[Codel] [RFC PATCH v2] tcp: TCP Small Queues
Yuchung Cheng
ycheng at google.com
Tue Jul 10 13:37:01 EDT 2012
On Tue, Jul 10, 2012 at 8:13 AM, Eric Dumazet <eric.dumazet at gmail.com> wrote:
> This introduce TSQ (TCP Small Queues)
>
> TSQ goal is to reduce number of TCP packets in xmit queues (qdisc &
> device queues), to reduce RTT and cwnd bias, part of the bufferbloat
> problem.
>
> sk->sk_wmem_alloc not allowed to grow above a given limit,
> allowing no more than ~128KB [1] per tcp socket in qdisc/dev layers at a
> given time.
>
> TSO packets are sized/capped to half the limit, so that we have two
> TSO packets in flight, allowing better bandwidth use.
>
> As a side effect, setting the limit to 40000 automatically reduces the
> standard gso max limit (65536) to 40000/2 : It can help to reduce
> latencies of high prio packets, having smaller TSO packets.
>
> This means we divert sock_wfree() to a tcp_wfree() handler, to
> queue/send following frames when skb_orphan() [2] is called for the
> already queued skbs.
>
> Results on my dev machine (tg3 nic) are really impressive, using
> standard pfifo_fast, and with or without TSO/GSO. Without reduction of
> nominal bandwidth.
>
> I no longer have 3MBytes backlogged in qdisc by a single netperf
> session, and both side socket autotuning no longer use 4 Mbytes.
>
> As skb destructor cannot restart xmit itself ( as qdisc lock might be
> taken at this point ), we delegate the work to a tasklet. We use one
> tasklest per cpu for performance reasons.
>
>
>
> [1] New /proc/sys/net/ipv4/tcp_limit_output_bytes tunable
> [2] skb_orphan() is usually called at TX completion time,
> but some drivers call it in their start_xmit() handler.

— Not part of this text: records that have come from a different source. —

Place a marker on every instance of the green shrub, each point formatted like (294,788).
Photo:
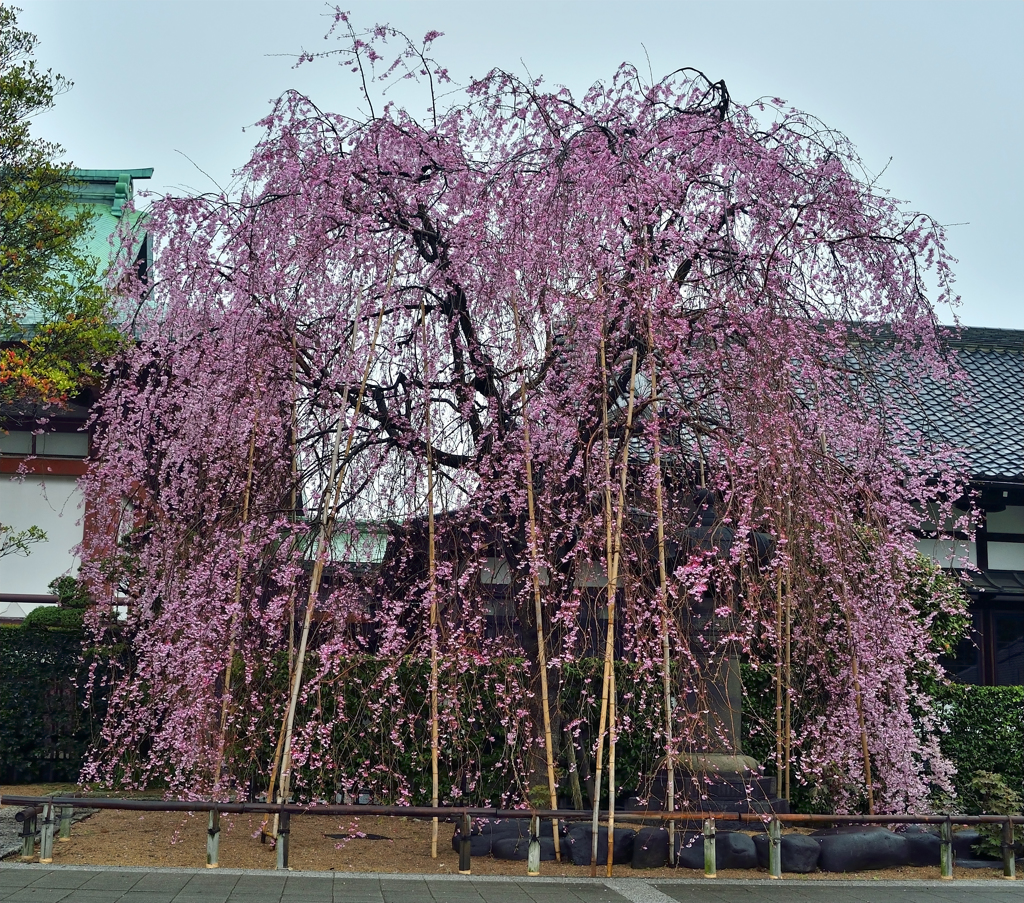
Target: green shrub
(985,733)
(53,617)
(995,799)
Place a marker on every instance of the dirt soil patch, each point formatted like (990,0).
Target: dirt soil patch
(170,839)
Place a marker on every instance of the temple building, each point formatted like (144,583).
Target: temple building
(44,448)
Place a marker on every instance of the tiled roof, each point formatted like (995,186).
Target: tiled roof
(990,426)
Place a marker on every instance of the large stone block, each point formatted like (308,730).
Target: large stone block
(650,848)
(868,848)
(518,848)
(732,850)
(799,853)
(580,843)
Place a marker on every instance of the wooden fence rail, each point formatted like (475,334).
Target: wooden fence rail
(49,806)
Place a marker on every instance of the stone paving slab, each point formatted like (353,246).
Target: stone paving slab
(20,884)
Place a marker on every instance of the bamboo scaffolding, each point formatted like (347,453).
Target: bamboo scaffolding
(863,729)
(663,594)
(613,550)
(225,701)
(610,608)
(332,492)
(779,743)
(788,685)
(542,654)
(432,590)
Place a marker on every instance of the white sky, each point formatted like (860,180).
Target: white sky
(934,87)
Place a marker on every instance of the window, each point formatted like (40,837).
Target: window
(45,444)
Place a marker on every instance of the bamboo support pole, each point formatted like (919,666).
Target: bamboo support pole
(611,582)
(610,607)
(663,591)
(226,696)
(432,590)
(46,833)
(711,853)
(611,773)
(787,750)
(573,772)
(863,735)
(535,567)
(774,849)
(946,851)
(1009,863)
(779,757)
(213,840)
(67,812)
(332,492)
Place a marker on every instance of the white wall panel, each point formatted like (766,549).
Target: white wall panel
(56,508)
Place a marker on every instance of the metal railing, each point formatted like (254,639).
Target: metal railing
(59,809)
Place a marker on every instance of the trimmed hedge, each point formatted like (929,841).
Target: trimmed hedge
(46,728)
(986,733)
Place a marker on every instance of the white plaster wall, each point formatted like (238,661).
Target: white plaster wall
(56,508)
(948,553)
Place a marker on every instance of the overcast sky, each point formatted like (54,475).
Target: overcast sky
(935,88)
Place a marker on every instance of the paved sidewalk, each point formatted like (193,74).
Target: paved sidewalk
(19,884)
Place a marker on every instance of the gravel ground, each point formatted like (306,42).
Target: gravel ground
(10,830)
(158,840)
(178,840)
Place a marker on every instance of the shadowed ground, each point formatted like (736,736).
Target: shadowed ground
(19,884)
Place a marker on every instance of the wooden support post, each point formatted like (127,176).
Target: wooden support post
(534,855)
(284,832)
(213,840)
(29,839)
(46,834)
(711,865)
(946,851)
(1009,865)
(465,846)
(774,849)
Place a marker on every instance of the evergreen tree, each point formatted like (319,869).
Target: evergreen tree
(54,315)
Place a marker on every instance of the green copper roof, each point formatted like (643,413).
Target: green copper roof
(107,190)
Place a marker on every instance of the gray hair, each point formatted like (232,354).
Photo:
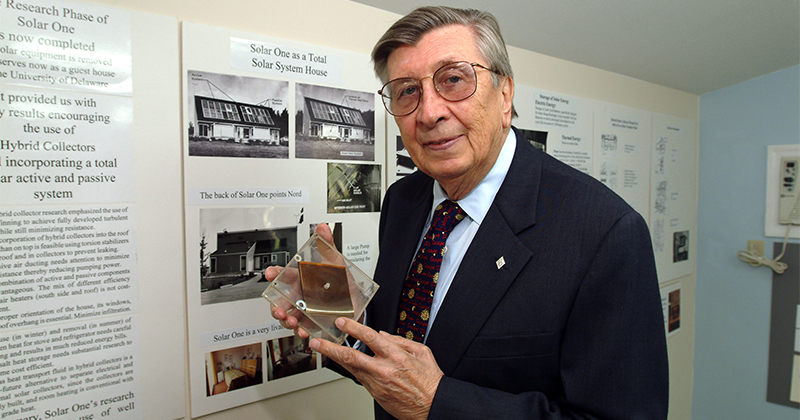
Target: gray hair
(412,27)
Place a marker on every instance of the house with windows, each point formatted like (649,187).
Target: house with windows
(219,119)
(250,251)
(326,120)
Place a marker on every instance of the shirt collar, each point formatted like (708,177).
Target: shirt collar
(476,204)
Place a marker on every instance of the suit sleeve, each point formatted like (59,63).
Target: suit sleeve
(613,357)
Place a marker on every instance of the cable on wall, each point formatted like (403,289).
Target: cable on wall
(750,257)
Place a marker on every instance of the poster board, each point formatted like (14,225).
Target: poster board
(83,200)
(279,136)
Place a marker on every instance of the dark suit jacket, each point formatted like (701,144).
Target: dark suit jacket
(570,327)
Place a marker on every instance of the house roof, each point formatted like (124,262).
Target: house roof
(220,110)
(321,111)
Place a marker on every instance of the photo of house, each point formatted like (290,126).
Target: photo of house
(235,116)
(237,244)
(220,119)
(334,123)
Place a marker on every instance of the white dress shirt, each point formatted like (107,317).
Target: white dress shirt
(476,204)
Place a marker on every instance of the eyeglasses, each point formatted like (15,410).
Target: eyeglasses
(454,82)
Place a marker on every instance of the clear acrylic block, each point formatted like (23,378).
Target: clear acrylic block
(319,285)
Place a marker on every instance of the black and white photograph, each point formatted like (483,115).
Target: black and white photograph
(354,188)
(334,123)
(235,116)
(236,245)
(405,165)
(234,368)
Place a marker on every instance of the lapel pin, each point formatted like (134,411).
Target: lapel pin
(500,262)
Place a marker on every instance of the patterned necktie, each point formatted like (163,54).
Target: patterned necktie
(415,302)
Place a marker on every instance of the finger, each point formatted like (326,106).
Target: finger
(351,359)
(324,230)
(415,348)
(376,342)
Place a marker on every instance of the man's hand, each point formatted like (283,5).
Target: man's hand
(402,376)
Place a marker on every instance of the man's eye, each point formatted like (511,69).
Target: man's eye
(408,91)
(452,80)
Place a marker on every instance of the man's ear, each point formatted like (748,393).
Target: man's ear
(507,91)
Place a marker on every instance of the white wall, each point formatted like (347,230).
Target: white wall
(350,26)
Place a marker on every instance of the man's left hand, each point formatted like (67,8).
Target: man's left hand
(402,376)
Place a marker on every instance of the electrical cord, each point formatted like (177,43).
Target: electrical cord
(754,260)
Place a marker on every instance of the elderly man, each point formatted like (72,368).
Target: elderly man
(512,286)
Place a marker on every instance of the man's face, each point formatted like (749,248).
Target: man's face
(456,143)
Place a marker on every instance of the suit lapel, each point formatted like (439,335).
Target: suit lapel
(481,281)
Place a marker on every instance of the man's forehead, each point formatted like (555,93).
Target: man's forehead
(435,49)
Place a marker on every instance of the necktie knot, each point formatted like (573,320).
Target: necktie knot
(446,216)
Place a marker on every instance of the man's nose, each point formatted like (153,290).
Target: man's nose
(432,107)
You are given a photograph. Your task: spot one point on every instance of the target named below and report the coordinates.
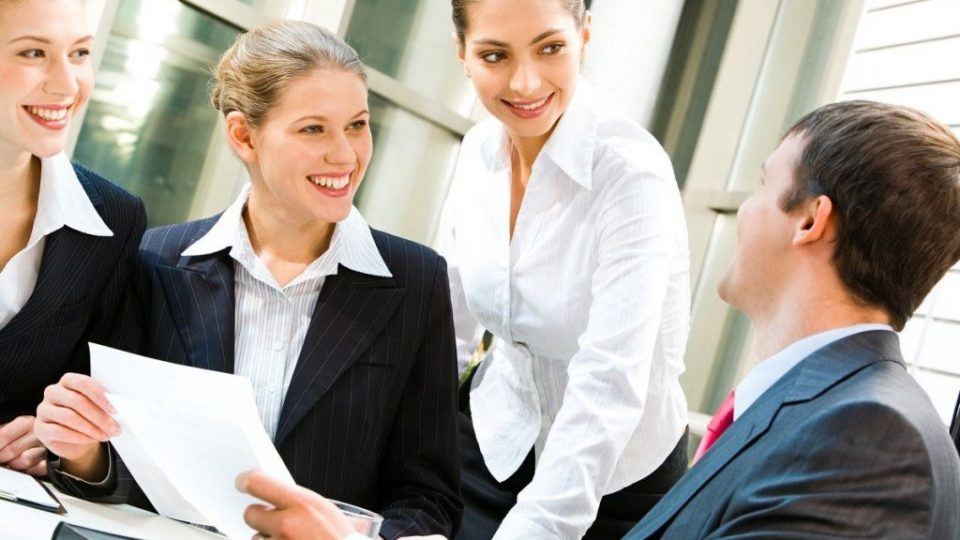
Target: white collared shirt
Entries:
(768, 372)
(62, 202)
(271, 321)
(589, 305)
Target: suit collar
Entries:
(351, 311)
(65, 202)
(768, 372)
(815, 375)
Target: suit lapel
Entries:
(66, 257)
(200, 295)
(813, 376)
(351, 311)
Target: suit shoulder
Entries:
(405, 256)
(115, 204)
(165, 243)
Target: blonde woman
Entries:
(345, 332)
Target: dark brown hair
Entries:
(893, 175)
(575, 7)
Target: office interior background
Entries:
(716, 81)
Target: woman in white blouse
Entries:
(565, 239)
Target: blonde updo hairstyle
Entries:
(254, 71)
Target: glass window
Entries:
(411, 41)
(149, 124)
(902, 56)
(406, 183)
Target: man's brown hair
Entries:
(893, 175)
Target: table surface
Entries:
(18, 522)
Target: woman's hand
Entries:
(73, 421)
(20, 449)
(295, 512)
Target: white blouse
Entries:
(589, 305)
(272, 320)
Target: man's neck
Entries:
(790, 324)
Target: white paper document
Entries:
(185, 434)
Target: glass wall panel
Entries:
(149, 124)
(406, 184)
(410, 40)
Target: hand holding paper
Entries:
(185, 434)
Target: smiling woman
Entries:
(69, 236)
(566, 240)
(344, 331)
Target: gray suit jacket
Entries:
(845, 445)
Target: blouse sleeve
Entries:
(467, 327)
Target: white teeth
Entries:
(331, 182)
(50, 115)
(531, 106)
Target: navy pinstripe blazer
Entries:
(370, 415)
(75, 300)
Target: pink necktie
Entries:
(718, 424)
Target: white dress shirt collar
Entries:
(351, 245)
(767, 373)
(571, 145)
(63, 202)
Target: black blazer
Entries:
(75, 300)
(845, 445)
(370, 415)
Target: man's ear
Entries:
(240, 135)
(816, 221)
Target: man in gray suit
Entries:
(857, 218)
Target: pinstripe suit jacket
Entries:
(845, 445)
(370, 415)
(75, 300)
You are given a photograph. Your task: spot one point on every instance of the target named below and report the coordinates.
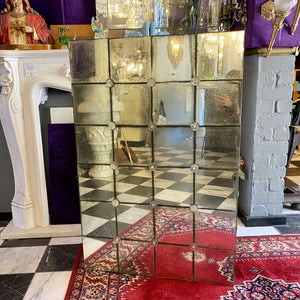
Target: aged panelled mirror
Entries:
(157, 129)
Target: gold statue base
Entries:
(27, 47)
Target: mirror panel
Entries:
(169, 208)
(89, 61)
(218, 103)
(215, 56)
(135, 100)
(173, 146)
(173, 104)
(176, 54)
(90, 107)
(130, 59)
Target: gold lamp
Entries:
(296, 19)
(280, 9)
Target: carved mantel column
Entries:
(24, 75)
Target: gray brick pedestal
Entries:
(266, 108)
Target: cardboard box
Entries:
(73, 32)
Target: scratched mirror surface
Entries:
(157, 133)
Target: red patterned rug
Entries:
(266, 268)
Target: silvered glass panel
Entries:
(92, 104)
(170, 210)
(173, 104)
(176, 54)
(130, 59)
(173, 146)
(218, 103)
(216, 58)
(174, 187)
(218, 147)
(89, 61)
(135, 100)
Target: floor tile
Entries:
(218, 191)
(209, 201)
(90, 223)
(171, 176)
(66, 240)
(97, 195)
(91, 245)
(172, 195)
(288, 229)
(19, 260)
(133, 180)
(256, 231)
(95, 183)
(134, 214)
(86, 204)
(14, 287)
(133, 198)
(26, 242)
(48, 286)
(58, 258)
(141, 191)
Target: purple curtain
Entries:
(63, 11)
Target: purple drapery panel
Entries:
(63, 11)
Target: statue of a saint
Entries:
(21, 24)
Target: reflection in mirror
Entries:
(95, 146)
(173, 104)
(135, 100)
(183, 217)
(127, 222)
(173, 146)
(174, 53)
(90, 107)
(133, 146)
(89, 61)
(218, 103)
(218, 189)
(158, 154)
(174, 187)
(130, 59)
(218, 147)
(215, 58)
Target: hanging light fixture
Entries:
(233, 11)
(278, 12)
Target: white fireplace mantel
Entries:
(24, 77)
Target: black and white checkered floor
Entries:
(215, 189)
(40, 269)
(36, 268)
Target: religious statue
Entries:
(21, 24)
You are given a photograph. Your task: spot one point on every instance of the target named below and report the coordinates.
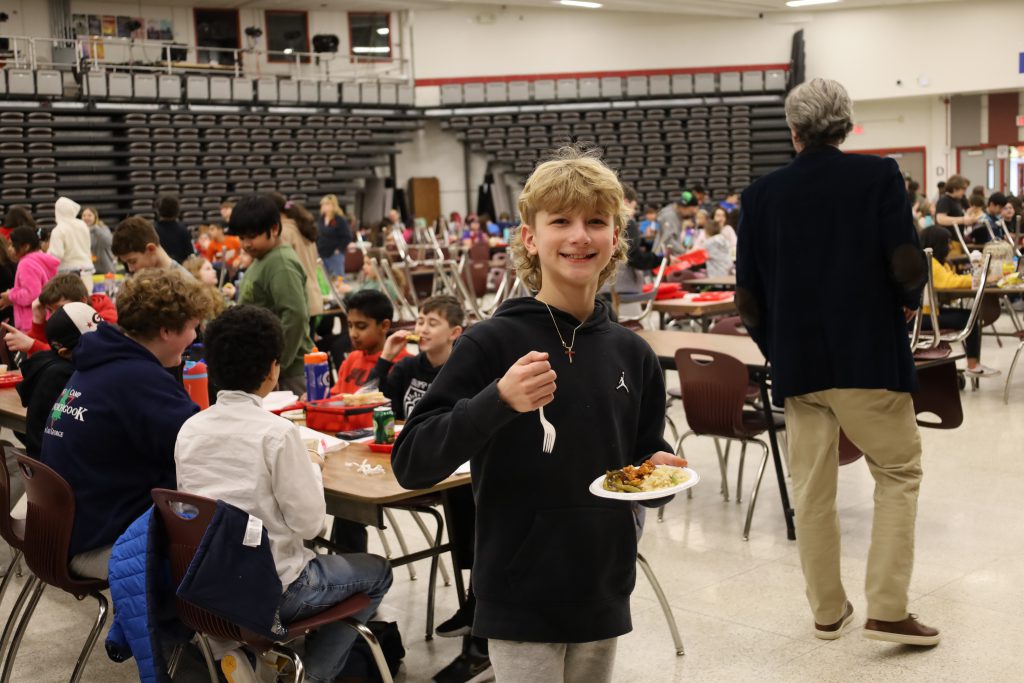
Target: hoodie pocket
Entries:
(576, 554)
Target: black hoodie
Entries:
(554, 563)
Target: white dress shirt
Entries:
(238, 452)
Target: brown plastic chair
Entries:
(47, 539)
(185, 518)
(11, 530)
(714, 387)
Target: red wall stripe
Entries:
(422, 82)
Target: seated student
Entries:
(241, 454)
(555, 566)
(62, 290)
(720, 262)
(46, 373)
(370, 315)
(943, 276)
(112, 432)
(404, 382)
(276, 282)
(35, 268)
(137, 245)
(174, 236)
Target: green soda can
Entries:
(383, 425)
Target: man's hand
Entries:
(394, 344)
(15, 339)
(38, 312)
(666, 458)
(528, 384)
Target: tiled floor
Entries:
(740, 605)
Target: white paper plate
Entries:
(598, 489)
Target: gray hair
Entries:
(819, 112)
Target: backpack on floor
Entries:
(360, 667)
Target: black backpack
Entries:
(360, 667)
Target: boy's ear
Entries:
(528, 239)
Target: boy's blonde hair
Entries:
(571, 180)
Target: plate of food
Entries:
(644, 482)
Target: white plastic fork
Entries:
(549, 432)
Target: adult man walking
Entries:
(828, 265)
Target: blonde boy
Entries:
(555, 565)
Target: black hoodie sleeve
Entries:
(650, 428)
(454, 421)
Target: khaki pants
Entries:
(882, 424)
(552, 663)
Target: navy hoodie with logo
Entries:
(554, 562)
(111, 434)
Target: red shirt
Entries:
(353, 374)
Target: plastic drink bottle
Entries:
(317, 375)
(197, 383)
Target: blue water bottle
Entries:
(317, 375)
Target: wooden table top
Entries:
(667, 342)
(728, 282)
(341, 480)
(694, 308)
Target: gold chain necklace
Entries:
(568, 347)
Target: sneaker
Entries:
(238, 668)
(834, 631)
(982, 371)
(907, 632)
(460, 625)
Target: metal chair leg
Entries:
(293, 656)
(426, 535)
(723, 467)
(1010, 374)
(375, 648)
(431, 589)
(754, 493)
(401, 541)
(11, 623)
(23, 625)
(739, 473)
(204, 647)
(666, 607)
(14, 560)
(90, 641)
(174, 660)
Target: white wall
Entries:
(435, 153)
(958, 48)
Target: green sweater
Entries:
(278, 283)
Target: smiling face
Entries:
(435, 332)
(572, 247)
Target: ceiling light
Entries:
(808, 3)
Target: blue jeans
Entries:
(335, 265)
(327, 581)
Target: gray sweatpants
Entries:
(552, 663)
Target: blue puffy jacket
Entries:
(145, 624)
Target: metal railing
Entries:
(102, 53)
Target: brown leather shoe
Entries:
(834, 631)
(906, 632)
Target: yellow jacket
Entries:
(944, 278)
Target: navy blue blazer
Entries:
(826, 260)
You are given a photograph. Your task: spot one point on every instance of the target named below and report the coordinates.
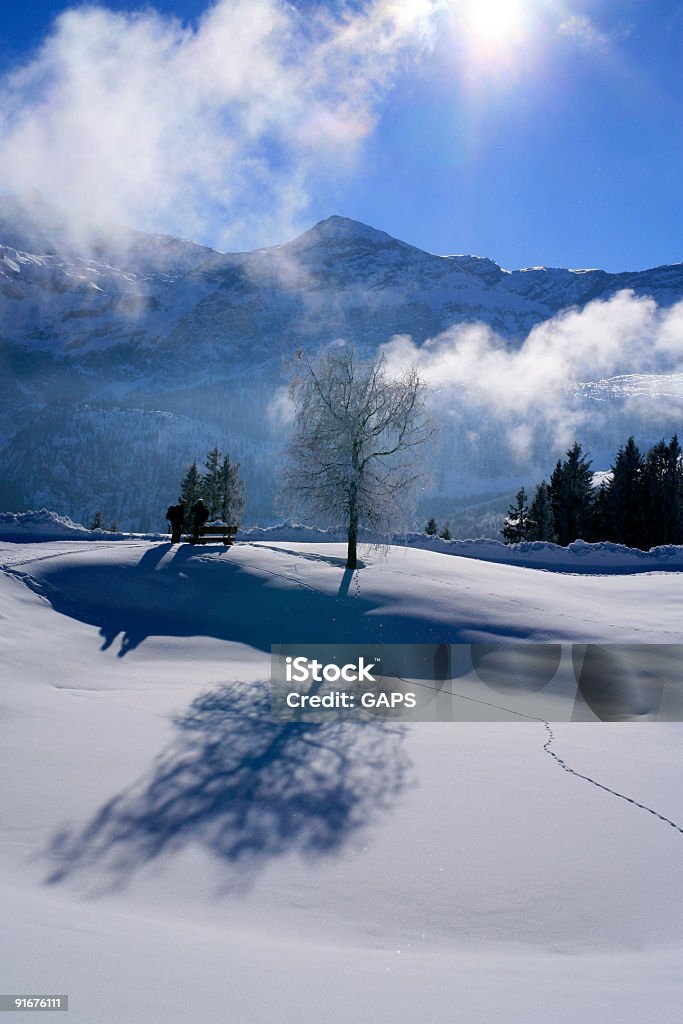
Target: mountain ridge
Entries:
(121, 342)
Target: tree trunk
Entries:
(351, 560)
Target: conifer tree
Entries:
(212, 482)
(663, 478)
(572, 497)
(517, 520)
(624, 498)
(231, 497)
(541, 519)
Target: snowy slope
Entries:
(169, 854)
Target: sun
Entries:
(494, 25)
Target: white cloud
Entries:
(531, 388)
(146, 122)
(585, 32)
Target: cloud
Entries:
(147, 122)
(585, 32)
(532, 389)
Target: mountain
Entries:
(172, 340)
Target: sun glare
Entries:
(494, 25)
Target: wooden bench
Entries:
(214, 531)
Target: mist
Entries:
(214, 132)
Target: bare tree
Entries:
(355, 456)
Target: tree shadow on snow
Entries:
(245, 787)
(193, 593)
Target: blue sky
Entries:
(544, 132)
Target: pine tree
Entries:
(231, 497)
(191, 487)
(541, 519)
(212, 482)
(572, 497)
(517, 520)
(663, 479)
(624, 498)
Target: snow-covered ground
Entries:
(169, 854)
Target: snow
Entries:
(169, 854)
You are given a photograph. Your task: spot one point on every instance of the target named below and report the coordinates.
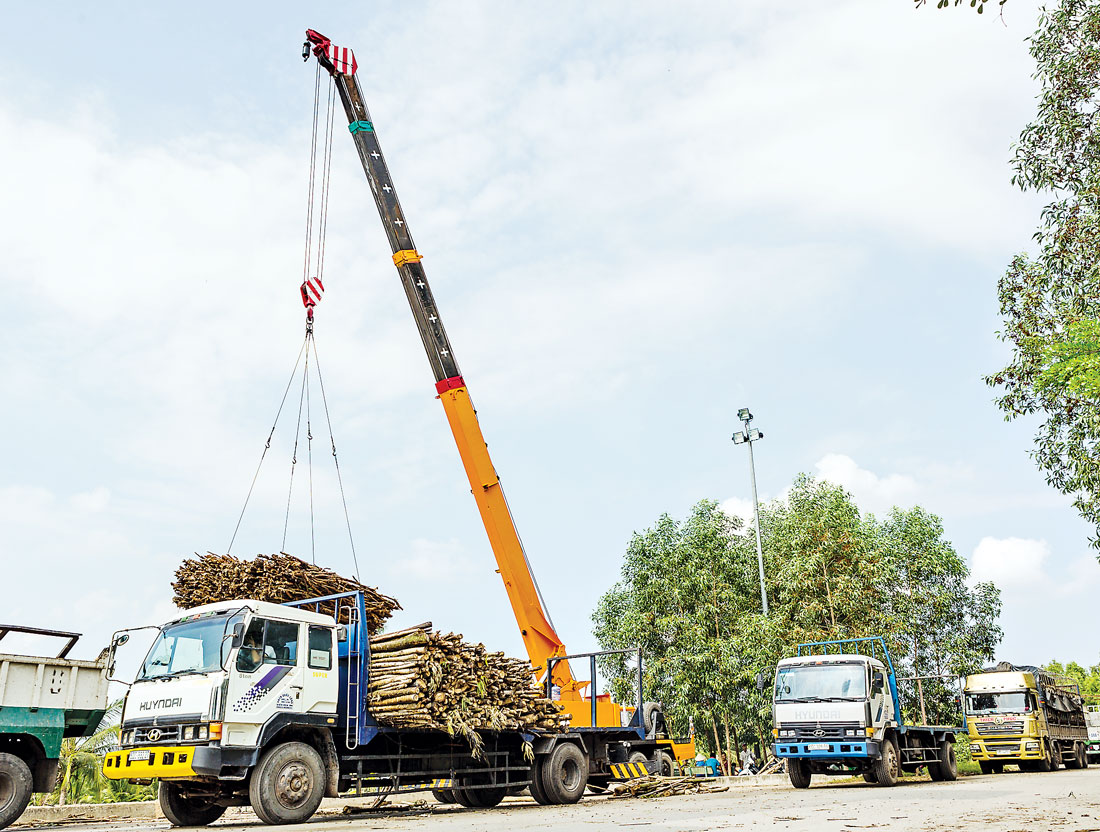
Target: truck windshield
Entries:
(1012, 702)
(198, 646)
(810, 682)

> These drivers should at least use BQL, or else a single TCP
> session can still fill the whole NIC TX ring, since TSQ will
> have no effect.
>
> Not-Yet-Signed-off-by: Eric Dumazet <edumazet at google.com>
> ---
> include/linux/tcp.h | 9 ++
> include/net/tcp.h | 3
> net/ipv4/sysctl_net_ipv4.c | 7 +
> net/ipv4/tcp.c | 14 ++-
> net/ipv4/tcp_minisocks.c | 1
> net/ipv4/tcp_output.c | 132 ++++++++++++++++++++++++++++++++++-
> 6 files changed, 160 insertions(+), 6 deletions(-)
>
> diff --git a/include/linux/tcp.h b/include/linux/tcp.h
> index 7d3bced..55b8cf9 100644
> --- a/include/linux/tcp.h
> +++ b/include/linux/tcp.h
> @@ -339,6 +339,9 @@ struct tcp_sock {
> u32 rcv_tstamp; /* timestamp of last received ACK (for keepalives) */
> u32 lsndtime; /* timestamp of last sent data packet (for restart window) */
>
> + struct list_head tsq_node; /* anchor in tsq_tasklet.head list */
> + unsigned long tsq_flags;
> +
> /* Data for direct copy to user */
> struct {
> struct sk_buff_head prequeue;
> @@ -494,6 +497,12 @@ struct tcp_sock {
> struct tcp_cookie_values *cookie_values;
> };
>
> +enum tsq_flags {
> + TSQ_THROTTLED,
> + TSQ_QUEUED,
> + TSQ_OWNED, /* tcp_tasklet_func() found socket was locked */
> +};
> +
> static inline struct tcp_sock *tcp_sk(const struct sock *sk)
> {
> return (struct tcp_sock *)sk;
> diff --git a/include/net/tcp.h b/include/net/tcp.h
> index 53fb7d8..3a6ed09 100644
> --- a/include/net/tcp.h
> +++ b/include/net/tcp.h
> @@ -253,6 +253,7 @@ extern int sysctl_tcp_cookie_size;
> extern int sysctl_tcp_thin_linear_timeouts;
> extern int sysctl_tcp_thin_dupack;
> extern int sysctl_tcp_early_retrans;
> +extern int sysctl_tcp_limit_output_bytes;
>
> extern atomic_long_t tcp_memory_allocated;
> extern struct percpu_counter tcp_sockets_allocated;
> @@ -321,6 +322,8 @@ extern struct proto tcp_prot;
>
> extern void tcp_init_mem(struct net *net);
>
> +extern void tcp_tasklet_init(void);
> +
> extern void tcp_v4_err(struct sk_buff *skb, u32);
>
> extern void tcp_shutdown (struct sock *sk, int how);
> diff --git a/net/ipv4/sysctl_net_ipv4.c b/net/ipv4/sysctl_net_ipv4.c
> index 12aa0c5..70730f7 100644
> --- a/net/ipv4/sysctl_net_ipv4.c
> +++ b/net/ipv4/sysctl_net_ipv4.c
> @@ -598,6 +598,13 @@ static struct ctl_table ipv4_table[] = {
> .mode = 0644,
> .proc_handler = proc_dointvec
> },
> + {
> + .procname = "tcp_limit_output_bytes",
> + .data = &sysctl_tcp_limit_output_bytes,
> + .maxlen = sizeof(int),
> + .mode = 0644,
> + .proc_handler = proc_dointvec
> + },
> #ifdef CONFIG_NET_DMA
> {
> .procname = "tcp_dma_copybreak",
> diff --git a/net/ipv4/tcp.c b/net/ipv4/tcp.c
> index 3ba605f..8838bd2 100644
> --- a/net/ipv4/tcp.c
> +++ b/net/ipv4/tcp.c
> @@ -376,6 +376,7 @@ void tcp_init_sock(struct sock *sk)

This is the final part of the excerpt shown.